State News-Thursday, Jan. 18th
PHILADELPHIA (AP) - Governor Ed Rendell will be at the University of Pennsylvania School of Nursing today to discuss his Prescription for Pennsylvania. On Wednesday, Rendell unveiled a plan to extend subsidized health insurance to an additional 800-thousand adults Pennsylvanians that would mean higher taxes for smokers and businesses that do not provide employee health coverage. The plan calls for imposing a "fair share" tax on employers who do not provide health insurance equal to three percent of their payroll. It also would increase the state's one-dollar-35-cent-per pack-cigarette tax by an unspecified amount and taxing smokeless tobacco and cigars for the first time. Administration officials say the money would be supplemented with federal matching funds.
HARRISBURG, Pa. (AP) - Rite Aid Corporation says it is ready for a growth spurt. Shareholders will vote today on a proposed deal to buy more than 18-hundred Eckerd and Brooks drug stores. The deal would expand the nation's third-largest drugstore chain by more than half and would make Rite Aid the largest drugstore chain operator on the East Coast. Rite Aid would acquire the Eckerd and Brooks operations of Canada's Jean Coutu Group for one-point-four-five (b) billion dollars in cash and 250 million shares valued at about one-point-five (b) billion dollars, plus the assumption of 850 (m) million dollars in debt.

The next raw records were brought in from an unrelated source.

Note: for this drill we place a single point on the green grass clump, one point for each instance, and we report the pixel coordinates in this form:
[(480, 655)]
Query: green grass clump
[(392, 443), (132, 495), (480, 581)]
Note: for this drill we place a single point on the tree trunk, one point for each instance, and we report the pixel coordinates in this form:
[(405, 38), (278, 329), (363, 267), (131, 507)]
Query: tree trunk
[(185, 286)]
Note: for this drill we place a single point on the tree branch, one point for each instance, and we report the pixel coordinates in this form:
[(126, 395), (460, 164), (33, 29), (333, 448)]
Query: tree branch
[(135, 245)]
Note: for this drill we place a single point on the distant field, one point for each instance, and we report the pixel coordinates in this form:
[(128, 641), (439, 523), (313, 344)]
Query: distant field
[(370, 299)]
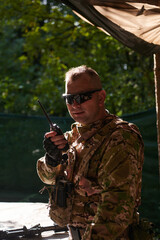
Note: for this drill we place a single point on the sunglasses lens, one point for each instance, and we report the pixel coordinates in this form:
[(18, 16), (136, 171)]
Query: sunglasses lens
[(69, 99), (79, 98)]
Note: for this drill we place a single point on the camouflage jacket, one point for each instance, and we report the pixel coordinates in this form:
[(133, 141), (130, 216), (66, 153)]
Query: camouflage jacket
[(105, 163)]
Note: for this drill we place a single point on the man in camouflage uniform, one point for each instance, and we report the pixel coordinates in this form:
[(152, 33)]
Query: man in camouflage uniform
[(105, 159)]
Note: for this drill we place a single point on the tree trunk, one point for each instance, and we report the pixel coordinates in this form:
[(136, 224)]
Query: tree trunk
[(157, 97)]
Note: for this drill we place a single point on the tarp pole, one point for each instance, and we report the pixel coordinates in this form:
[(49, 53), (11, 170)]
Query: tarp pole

A majority of a group of shareholders will be required to enable the deal to go forward.
PITTSBURGH (AP) - Governor Ed Rendell and local leaders plan to meet again today with the Pittsburgh Penguins as the two sides appear to be getting closer to completing a deal to build a new downtown arena. The private meeting will be the first since January fourth. Penguins owner Mario Lemieux came away from that preliminary session with state, county and city officials saying he was "very optimistic" that an agreement could be reached. The Penguins' lease at 45-year-old Mellon Arena ends in June, and the team is free to relocate after that.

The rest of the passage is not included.